Introduction
Requests can be simulated using the browser's request, built of urllib than python, API requests more convenient module (essentially encapsulates urllib3)
Note: requests the library after sending a request to download web content, and does not execute js code, which requires our own analysis of the target site and then initiate a new request request
installation
>: pip3 install requests
use
各种请求方式:常用的就是requests.get()和requests.post() >>> import requests >>> r = requests.get('https://api.github.com/events') >>> r = requests.post('http://httpbin.org/post', data = {'key':'value'}) >>> r = requests.put('http://httpbin.org/put', data = {'key':'value'}) >>> r = requests.delete('http://httpbin.org/delete') >>> r = requests.head('http://httpbin.org/get') >>> r = requests.options('http://httpbin.org/get')
Based GET request
-
Basic request
Import Requests Response = requests.get ( URL = ' HTTPS:. WWW // destination URL .com ' ) response.encoding = ' UTF-. 8 ' # print contents of the response in text form Print (response.text) # write text with Open ( ' xxx.html ' , ' W ' ) AS F: f.write (response.text)
-
GET request carries parameters
HTTP default request method is GET * no request body * data must be within the 1K! * GET request data will be exposed in the browser's address bar operation commonly used GET request: 1 . Gives the URL directly into the address bar of your browser, then it must be a GET request 2 . Click the hyperlink on the page, must be GET request 3. when the form is submitted, the form used by default GET request, but can be set to POST
Analysis request parameter key = vules
Carrying a parameter request mode: url splicing Import Requests Response = requests.get ( URL = ' https://www.baidu.com/s?wd= animal pictures ' , # request header headers = { ' the User-- Agent ' : ' the Mozilla / 5.0 (the Windows NT 10.0; the WOW64) AppleWebKit / 537.36 (KHTML, like the Gecko) the Chrome / 75.0.3770.100 Safari / 537.36 ' } ) response.encoding = ' UTF-. 8 ' Print (response.text) with Open ( ' animal pictures 1.html ' , ' w' ) AS F: f.write (response.text) carrying two embodiment parameters of the request: the params Import Requests Response = requests.get ( URL = ' https://www.baidu.com/s ' , headers = { ' User- - Agent ' : ' the Mozilla / 5.0 (the Windows NT 10.0; the WOW64) AppleWebKit / 537.36 (KHTML, like the Gecko) the Chrome / 75.0.3770.100 Safari / 537.36 ' }, the params = { ' WD ' : ' animal pictures ' } ) response.encoding= 'utf-8' print(response.text) with open('动物图片2.html', 'w') as f: f.write(response.text)
Based on POST requests
POST request ( 1 ) The data does not appear in the address bar ( 2 ).
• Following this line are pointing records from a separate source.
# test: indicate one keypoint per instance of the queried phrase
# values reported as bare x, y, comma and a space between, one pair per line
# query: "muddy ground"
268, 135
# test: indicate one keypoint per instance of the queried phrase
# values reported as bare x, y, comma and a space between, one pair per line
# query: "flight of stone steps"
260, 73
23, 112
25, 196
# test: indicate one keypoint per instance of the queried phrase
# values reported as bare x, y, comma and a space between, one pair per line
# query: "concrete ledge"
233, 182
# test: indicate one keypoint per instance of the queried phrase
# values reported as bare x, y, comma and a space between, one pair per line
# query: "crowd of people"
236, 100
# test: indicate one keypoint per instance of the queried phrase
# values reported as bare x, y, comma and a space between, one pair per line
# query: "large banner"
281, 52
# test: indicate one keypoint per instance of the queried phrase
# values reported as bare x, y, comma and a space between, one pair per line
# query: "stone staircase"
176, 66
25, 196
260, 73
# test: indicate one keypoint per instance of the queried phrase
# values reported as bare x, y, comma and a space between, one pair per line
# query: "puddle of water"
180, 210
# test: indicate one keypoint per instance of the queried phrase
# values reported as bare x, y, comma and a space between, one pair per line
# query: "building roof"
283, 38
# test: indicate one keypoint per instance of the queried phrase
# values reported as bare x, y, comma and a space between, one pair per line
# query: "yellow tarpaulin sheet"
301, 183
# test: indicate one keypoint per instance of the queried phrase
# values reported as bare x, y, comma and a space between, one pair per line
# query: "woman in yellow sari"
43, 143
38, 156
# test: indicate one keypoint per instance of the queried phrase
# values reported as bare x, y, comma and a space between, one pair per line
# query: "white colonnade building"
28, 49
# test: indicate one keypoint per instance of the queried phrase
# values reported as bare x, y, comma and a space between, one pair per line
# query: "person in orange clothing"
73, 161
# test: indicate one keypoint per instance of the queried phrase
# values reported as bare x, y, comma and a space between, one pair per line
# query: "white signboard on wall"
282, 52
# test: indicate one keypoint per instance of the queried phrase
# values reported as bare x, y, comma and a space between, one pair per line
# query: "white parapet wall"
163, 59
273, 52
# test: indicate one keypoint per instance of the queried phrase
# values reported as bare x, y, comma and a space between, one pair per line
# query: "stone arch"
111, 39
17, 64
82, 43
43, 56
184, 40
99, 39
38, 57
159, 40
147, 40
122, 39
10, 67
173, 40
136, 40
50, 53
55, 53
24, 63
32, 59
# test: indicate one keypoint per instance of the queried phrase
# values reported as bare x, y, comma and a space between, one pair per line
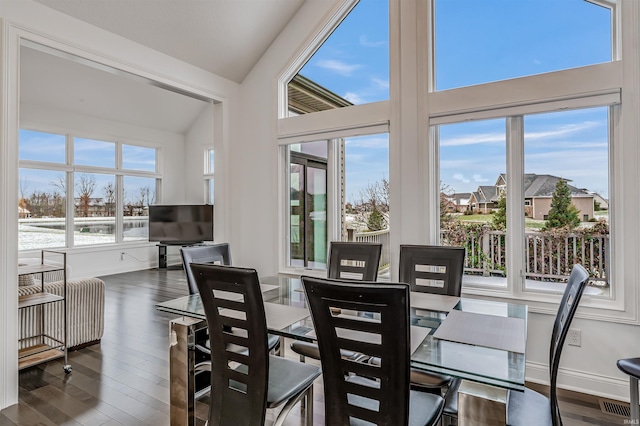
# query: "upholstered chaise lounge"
85, 310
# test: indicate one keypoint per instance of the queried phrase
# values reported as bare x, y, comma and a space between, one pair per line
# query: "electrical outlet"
574, 337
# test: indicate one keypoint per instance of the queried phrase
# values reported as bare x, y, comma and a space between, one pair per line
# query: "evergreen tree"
562, 212
376, 220
500, 216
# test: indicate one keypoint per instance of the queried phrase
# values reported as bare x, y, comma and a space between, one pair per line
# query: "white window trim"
617, 79
69, 168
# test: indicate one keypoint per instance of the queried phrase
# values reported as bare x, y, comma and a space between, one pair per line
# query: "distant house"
485, 198
603, 203
538, 191
459, 202
95, 207
23, 213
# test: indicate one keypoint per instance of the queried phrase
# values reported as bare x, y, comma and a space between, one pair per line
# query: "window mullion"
515, 205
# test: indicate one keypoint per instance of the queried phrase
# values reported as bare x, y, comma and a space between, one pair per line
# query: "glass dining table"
482, 342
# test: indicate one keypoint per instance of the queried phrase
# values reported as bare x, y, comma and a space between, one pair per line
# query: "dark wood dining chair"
354, 260
432, 269
245, 383
357, 393
347, 260
530, 408
436, 270
214, 254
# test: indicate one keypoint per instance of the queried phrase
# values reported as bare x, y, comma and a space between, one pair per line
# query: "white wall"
251, 154
97, 261
254, 151
30, 20
198, 139
590, 368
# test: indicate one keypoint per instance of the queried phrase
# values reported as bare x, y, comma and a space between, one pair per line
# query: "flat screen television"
181, 224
The size of the data is no upper limit ( 3 ). There request body ( 4 ). If the request body Chinese present, will use the URL encoding! # ! ! ! requests.post () usage and requests.get () exactly, is a special requests.post () has a data parameter, used to store the volume data request
-
Analog browser login behavior
headers = { 'User-Agent': 'Mozilla/5.0 (Windows NT 6.1; WOW64) AppleWebKit/537.36 (KHTML, like Gecko) Chrome/62.0.3202.75 Safari/537.36', 'Referer': 'http://www.aa7a.cn/user.php?&ref=http%3A%2F%2Fwww.aa7a.cn%2F', } res = requests.post('http://www.aa7a.cn/user.php', headers=headers, data={ 'username': '[email protected] ' , ' password ' : ' XXX ' , ' captcha ' : ' codes ' , ' Remember ' :. 1 , ' REF ' : ' http://www.aa7a.cn/ ' , ' ACT ' : ' act_login ' } ) #If the login is successful, cookie will be present in the res objects in the cookie = res.cookies.get_dict () # carry cookies to send a request to get home res = requests.get ( ' http://www.aa7a.cn/ ' , headers = headers , Cookies = the cookie, ) IF ' [email protected] ' in res.text: Print ( " Login successful " ) the else : Print ( " not logged " )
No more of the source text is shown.